Irrigation Controllers, Timers
Irrigation Controllers, Timers or Clocks. All three of these terms refer to the same piece of equipment, a device that controls the irrigation system and turns it on and off at a desirable time and operates the system for a preset period of time. The preferred term among professionals for this piece of equipment is controller.
There are two basic types of irrigation controllers, electromechanical and electronic. Both types do essentially the same thing, but each offers unique features and benefits that may be desirable depending upon the specific project.
First introduced in the 1940s and 1950s, electromechanical controllers are well-regarded as a dependable solution for irrigation systems. Driven by electric motors and gears these units offer exceptional reliability since they have very few sophisticated electronic components. Power outages have a limited effect on these controllers since the watering schedule is mechanically programmed into the unit. In other words, the controller is set by turning dials or flipping switches to select when watering will start, how long each zone will water and what days watering will occur. The watering program is not eliminated by power surges or outages, and backup batteries are unnecessary.
The down side of mechanical controllers is that they are very basic in their capabilities. Todays landscapers and water purveyors recommend that you water grass areas on separate zones from shrubs or groundcovers because of the different water use requirements of these plants. In addition, it is frequently recommended that specific areas of your landscape be watered at different rates or frequencies due to exposure to sun, poor drainage, or soil conditions. The typical mechanical controller lacks the ability to provide independent scheduling or accommodate these complex watering requirements.

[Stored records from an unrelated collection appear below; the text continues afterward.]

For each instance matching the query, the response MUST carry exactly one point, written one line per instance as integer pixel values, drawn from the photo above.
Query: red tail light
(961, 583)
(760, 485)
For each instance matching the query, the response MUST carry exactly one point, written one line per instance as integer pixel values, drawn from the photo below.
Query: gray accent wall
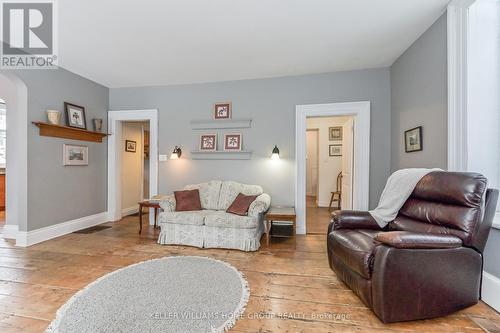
(270, 103)
(419, 98)
(57, 193)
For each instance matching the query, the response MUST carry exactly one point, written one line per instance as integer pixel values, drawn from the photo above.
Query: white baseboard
(491, 290)
(130, 211)
(27, 238)
(10, 231)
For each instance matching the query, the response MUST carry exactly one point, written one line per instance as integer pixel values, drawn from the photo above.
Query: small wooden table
(278, 213)
(148, 204)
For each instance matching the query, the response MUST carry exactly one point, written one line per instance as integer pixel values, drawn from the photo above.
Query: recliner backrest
(446, 203)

Electronic controllers, on the other hand, have the capabilities to meet the needs of todays water conscious and sophisticated landscape designs. There is a wide selection of models with varying levels of complexity In recent years, irrigation equipment manufacturers have made significant improvements to make their electronic controllers simple to program while at the same time adding more features and programming flexibility. Controllers have taken on names that indicate their ease of operation, for example Rain Bird calls their unit the ESP Series, which stands for Extra Simple Programming. Hunter calls their controller the SRC, for Simple and Reliable Controller.
Today’s modern controllers can water given areas of the garden with the precision required by the most water conscious designer. In addition they can be programmed to apply water in short bursts, preventing run-off in the most steeply sloped areas.
Only the imagination of the installing contractor or the end user limits the water saving capabilities of the typical electronic controller. Unfortunately, in many instances the programming capabilities are not utilized to their full potential. Often, users do not give careful consideration to the watering needs of the specific areas of their lawn or the programming changes that are necessary with the changing seasons. It is unfortunately common that many of the systems in operation today are applying water according to the original program set by the original installer, sometimes years earlier. As lawns mature and as trees grow in adjacent areas, there is a need to reprogram the controller to realize water savings, or make seasonal adjustments and apply water according to the needs of the plant material.
Special Note: Almost all electronic controllers require a 9 volt battery to retain their watering program during power outages. Consider changing that battery along with your smoke detector batteries once a year.